One of the other goals of the site was to make it as easy and hassle-free as possible for anyone to register. This meant that requiring people to sign up for an account with usernames and passwords was undesirable, so make it possible for someone to just sign up with all their info in one session (i.e. never authenticated), then never return.
This also meant that if someone started to register one day, but abandoned their “shopping cart” (so to speak), and then came back the next day, they happily re-entered all their info again – which caused duplicate records to appear in the database. Someone accidentally closes their browser – another duplicate record. Someone signs up their friend on their behalf, not knowing their friend had already signed up – another duplicate record. Someone with very little computer experience gets an error (e.g. “Date of birth must be entered.”) and responds by closing the browser and restarting – and doing this multiple times – we got five duplicate records from this person.
So I built an automated alert system which would email the team coordinators a list of the duplicate records, based on a simple case-insensitive match on first name + surname (we did have one case last year where two different people happened to have the same name, but this is a very rare occurrence when you’re talking about only a few thousand people). I also built a de-duplicator which allowed me to compare two records side-by-side and delete one of them.

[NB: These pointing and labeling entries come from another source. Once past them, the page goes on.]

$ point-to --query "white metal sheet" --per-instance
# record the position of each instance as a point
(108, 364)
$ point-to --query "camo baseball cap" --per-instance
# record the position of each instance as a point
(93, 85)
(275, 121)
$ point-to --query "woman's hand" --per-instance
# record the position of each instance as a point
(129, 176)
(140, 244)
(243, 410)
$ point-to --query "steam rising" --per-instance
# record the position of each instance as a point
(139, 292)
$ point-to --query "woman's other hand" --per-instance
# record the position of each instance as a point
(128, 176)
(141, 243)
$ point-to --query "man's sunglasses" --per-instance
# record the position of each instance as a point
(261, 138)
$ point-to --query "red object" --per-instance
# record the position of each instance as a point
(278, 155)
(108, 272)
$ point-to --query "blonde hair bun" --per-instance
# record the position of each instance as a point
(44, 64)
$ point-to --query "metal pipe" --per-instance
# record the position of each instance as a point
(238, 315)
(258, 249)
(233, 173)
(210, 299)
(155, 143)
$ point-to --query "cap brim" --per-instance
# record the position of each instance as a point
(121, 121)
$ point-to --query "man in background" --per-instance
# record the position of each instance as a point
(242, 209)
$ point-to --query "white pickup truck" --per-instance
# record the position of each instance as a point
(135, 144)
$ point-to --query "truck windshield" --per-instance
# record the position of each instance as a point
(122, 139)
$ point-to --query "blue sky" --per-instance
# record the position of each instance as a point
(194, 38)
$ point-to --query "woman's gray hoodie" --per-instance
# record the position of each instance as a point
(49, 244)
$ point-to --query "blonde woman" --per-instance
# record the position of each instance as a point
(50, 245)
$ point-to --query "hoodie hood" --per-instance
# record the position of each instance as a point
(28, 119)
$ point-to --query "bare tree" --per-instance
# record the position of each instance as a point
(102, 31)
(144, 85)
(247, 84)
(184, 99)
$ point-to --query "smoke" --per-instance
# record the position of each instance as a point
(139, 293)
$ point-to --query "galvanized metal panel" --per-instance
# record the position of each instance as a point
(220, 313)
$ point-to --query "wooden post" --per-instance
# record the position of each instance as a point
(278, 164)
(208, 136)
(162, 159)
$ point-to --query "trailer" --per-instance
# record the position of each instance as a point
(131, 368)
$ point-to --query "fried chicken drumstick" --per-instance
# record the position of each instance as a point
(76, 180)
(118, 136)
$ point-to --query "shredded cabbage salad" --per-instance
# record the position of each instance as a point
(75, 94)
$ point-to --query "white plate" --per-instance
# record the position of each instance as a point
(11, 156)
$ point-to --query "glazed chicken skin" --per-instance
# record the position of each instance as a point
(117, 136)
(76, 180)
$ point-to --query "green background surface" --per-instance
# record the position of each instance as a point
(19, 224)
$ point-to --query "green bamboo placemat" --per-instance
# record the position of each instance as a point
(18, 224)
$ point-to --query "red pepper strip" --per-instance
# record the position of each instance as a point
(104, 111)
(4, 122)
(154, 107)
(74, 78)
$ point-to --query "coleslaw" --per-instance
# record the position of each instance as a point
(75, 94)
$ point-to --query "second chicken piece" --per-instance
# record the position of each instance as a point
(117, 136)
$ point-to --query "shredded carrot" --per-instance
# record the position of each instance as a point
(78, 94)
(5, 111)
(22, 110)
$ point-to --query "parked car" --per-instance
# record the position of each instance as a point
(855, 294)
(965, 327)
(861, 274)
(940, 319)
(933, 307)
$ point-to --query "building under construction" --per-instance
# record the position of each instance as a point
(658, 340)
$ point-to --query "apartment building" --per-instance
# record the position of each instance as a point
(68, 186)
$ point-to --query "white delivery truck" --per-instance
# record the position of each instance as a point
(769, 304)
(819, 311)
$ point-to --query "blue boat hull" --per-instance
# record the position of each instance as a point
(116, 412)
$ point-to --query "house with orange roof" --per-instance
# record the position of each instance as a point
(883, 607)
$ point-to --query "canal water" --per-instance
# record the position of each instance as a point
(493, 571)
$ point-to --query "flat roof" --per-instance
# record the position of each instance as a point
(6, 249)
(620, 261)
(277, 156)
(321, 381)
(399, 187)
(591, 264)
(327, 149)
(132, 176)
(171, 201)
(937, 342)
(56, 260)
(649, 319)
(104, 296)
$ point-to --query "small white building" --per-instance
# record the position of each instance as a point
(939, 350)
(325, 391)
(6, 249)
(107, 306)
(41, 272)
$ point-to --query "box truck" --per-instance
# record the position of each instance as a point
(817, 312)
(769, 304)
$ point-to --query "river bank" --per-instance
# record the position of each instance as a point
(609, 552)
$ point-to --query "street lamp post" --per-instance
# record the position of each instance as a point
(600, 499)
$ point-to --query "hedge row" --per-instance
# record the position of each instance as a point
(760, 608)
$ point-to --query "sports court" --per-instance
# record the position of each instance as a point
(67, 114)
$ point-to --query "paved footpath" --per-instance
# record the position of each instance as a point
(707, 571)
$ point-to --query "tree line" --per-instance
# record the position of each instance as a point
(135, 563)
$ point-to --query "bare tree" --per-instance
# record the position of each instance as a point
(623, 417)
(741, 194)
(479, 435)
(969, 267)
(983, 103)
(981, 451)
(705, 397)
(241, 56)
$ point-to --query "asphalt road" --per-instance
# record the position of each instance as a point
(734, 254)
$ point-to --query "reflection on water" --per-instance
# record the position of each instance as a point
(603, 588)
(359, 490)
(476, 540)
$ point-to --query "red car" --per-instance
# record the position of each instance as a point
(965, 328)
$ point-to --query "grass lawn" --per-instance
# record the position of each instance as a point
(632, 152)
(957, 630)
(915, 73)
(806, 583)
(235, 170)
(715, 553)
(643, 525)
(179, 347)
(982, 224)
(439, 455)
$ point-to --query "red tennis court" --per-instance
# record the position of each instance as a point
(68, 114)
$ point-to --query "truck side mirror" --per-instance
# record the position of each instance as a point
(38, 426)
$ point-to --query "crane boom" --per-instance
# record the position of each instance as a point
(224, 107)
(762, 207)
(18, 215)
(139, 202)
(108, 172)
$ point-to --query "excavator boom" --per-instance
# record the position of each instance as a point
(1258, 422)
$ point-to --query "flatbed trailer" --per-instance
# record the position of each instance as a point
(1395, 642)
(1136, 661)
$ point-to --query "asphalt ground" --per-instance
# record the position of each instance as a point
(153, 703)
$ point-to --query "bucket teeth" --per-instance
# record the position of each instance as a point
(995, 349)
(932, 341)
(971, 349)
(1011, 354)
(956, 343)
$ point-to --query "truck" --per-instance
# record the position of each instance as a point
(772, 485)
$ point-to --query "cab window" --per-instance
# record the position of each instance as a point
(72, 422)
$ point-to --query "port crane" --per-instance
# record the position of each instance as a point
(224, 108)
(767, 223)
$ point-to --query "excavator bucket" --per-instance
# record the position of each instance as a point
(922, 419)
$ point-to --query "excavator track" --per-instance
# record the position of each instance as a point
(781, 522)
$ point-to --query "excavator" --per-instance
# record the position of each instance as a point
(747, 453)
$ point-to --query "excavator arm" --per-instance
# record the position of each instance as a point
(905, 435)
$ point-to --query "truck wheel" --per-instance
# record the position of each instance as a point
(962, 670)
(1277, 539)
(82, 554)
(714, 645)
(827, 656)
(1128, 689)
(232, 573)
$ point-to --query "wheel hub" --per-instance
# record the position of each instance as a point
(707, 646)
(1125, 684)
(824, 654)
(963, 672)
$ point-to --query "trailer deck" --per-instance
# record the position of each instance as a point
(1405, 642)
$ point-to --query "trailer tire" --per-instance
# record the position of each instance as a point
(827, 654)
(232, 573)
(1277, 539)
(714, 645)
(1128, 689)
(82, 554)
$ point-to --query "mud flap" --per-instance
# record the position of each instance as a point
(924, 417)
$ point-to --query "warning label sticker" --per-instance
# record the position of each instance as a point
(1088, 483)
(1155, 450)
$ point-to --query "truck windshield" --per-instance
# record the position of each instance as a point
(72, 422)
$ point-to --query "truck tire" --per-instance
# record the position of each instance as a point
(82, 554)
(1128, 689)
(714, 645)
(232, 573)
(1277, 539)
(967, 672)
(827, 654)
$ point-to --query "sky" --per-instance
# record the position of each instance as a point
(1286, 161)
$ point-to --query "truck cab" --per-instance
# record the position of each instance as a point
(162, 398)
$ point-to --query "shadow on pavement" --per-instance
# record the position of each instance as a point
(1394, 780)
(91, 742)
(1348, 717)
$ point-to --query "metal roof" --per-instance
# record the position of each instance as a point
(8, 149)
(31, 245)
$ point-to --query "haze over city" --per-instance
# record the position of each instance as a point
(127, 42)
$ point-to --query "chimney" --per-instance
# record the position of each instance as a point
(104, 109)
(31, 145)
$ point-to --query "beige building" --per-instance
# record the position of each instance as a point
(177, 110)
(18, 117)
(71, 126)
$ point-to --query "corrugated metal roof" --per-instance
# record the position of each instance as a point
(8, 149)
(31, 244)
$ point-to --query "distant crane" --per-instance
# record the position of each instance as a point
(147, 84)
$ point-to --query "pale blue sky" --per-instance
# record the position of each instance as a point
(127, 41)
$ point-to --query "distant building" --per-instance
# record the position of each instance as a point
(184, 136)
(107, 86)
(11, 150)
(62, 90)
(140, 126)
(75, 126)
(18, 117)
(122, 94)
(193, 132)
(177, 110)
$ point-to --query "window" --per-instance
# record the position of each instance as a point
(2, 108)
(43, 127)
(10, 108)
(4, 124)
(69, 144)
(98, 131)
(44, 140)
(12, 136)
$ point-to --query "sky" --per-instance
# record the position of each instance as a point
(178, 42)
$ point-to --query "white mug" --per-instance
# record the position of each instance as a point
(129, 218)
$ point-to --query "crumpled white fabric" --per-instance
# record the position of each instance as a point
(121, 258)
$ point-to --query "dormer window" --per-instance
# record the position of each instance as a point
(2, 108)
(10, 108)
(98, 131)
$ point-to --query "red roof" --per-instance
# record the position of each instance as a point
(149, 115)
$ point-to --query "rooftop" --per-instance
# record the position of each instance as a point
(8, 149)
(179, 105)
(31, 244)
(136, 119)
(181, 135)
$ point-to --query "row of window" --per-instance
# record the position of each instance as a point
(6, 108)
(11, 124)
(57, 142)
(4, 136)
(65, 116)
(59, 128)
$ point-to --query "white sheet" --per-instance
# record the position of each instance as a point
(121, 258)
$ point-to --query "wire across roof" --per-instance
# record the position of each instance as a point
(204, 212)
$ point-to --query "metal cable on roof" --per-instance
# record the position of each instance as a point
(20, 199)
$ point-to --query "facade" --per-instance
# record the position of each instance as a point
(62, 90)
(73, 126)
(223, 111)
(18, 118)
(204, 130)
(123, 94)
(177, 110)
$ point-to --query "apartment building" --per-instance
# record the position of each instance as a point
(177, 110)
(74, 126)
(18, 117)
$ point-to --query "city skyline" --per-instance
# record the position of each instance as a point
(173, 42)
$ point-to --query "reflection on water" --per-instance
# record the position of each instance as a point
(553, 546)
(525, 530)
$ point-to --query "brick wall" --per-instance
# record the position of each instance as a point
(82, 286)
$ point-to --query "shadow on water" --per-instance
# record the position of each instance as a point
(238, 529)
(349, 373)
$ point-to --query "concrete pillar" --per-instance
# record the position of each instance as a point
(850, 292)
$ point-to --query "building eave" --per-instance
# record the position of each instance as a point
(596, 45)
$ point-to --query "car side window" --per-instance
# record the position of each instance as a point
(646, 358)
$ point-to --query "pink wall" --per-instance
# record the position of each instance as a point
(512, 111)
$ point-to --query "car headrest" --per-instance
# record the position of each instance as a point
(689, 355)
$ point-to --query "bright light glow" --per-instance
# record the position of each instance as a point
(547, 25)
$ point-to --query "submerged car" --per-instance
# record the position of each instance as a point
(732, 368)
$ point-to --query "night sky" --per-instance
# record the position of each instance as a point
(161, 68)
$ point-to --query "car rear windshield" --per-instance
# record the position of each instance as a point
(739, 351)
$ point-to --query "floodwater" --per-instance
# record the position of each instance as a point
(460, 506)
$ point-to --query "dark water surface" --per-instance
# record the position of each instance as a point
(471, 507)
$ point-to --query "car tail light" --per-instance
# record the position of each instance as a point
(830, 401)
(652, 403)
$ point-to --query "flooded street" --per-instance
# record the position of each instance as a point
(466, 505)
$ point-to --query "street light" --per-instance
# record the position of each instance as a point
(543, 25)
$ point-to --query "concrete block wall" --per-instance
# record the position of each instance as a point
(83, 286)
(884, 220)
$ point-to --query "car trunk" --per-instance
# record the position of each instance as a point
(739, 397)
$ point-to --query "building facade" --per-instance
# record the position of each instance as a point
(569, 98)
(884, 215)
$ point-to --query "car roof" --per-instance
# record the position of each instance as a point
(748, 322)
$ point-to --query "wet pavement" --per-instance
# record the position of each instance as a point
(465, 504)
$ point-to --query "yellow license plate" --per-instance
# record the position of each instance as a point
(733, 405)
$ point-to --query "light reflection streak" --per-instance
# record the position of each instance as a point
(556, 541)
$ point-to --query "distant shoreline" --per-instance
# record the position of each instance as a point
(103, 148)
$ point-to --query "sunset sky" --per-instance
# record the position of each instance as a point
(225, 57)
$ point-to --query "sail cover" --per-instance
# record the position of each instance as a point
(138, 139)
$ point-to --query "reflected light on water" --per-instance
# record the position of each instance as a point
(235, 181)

In the crunch week (the week before nominations close), we were getting 40+ registrations per day – and each day I was deleting 4 or 5 duplicate records. I thought there must be a better way.
So I (naïvely) quietly added a simple validation check to the signup page – if the player’s name was already registered it showed the error message “Sorry, a registration under you name has already been created. Please login to change your registration.” along with my contact details.
It worked, kind of – immediately I got 3 emails and 1 phone call from people who had started their signup, having earlier ignored or missed the email with their login details, and tried to sign up again. I made sure they could login, and they were able to update their existing registration without creating duplicate records. I was quietly optimistic that it would work better now.
Unfortunately, I was wrong. A few days later (today, actually) I decided to do an audit to see if my change had actually made things better or not. I suspected that some people might ignore that error message and just put in a different name. My suspicion was warranted, as it turns out.
So far I’ve gone through over 800 records and found variances of “Bloggs, Joe” or “Bloggs, Joe B” or “Bloggso, Joe” or “Bloggs Is My Name, Joe” scattered throughout. All my validation had done was put a roadblock in front of the users, who simply drove around it by putting in a slightly different name (I saw a lot of them simply put in their middle name), and now (more importantly) my de-duplicator is useless because it only finds matches on exact given names and surnames.
I’ve removed the validation. The duplicate records are manageable, and the system is overall easier for everyone with less validation.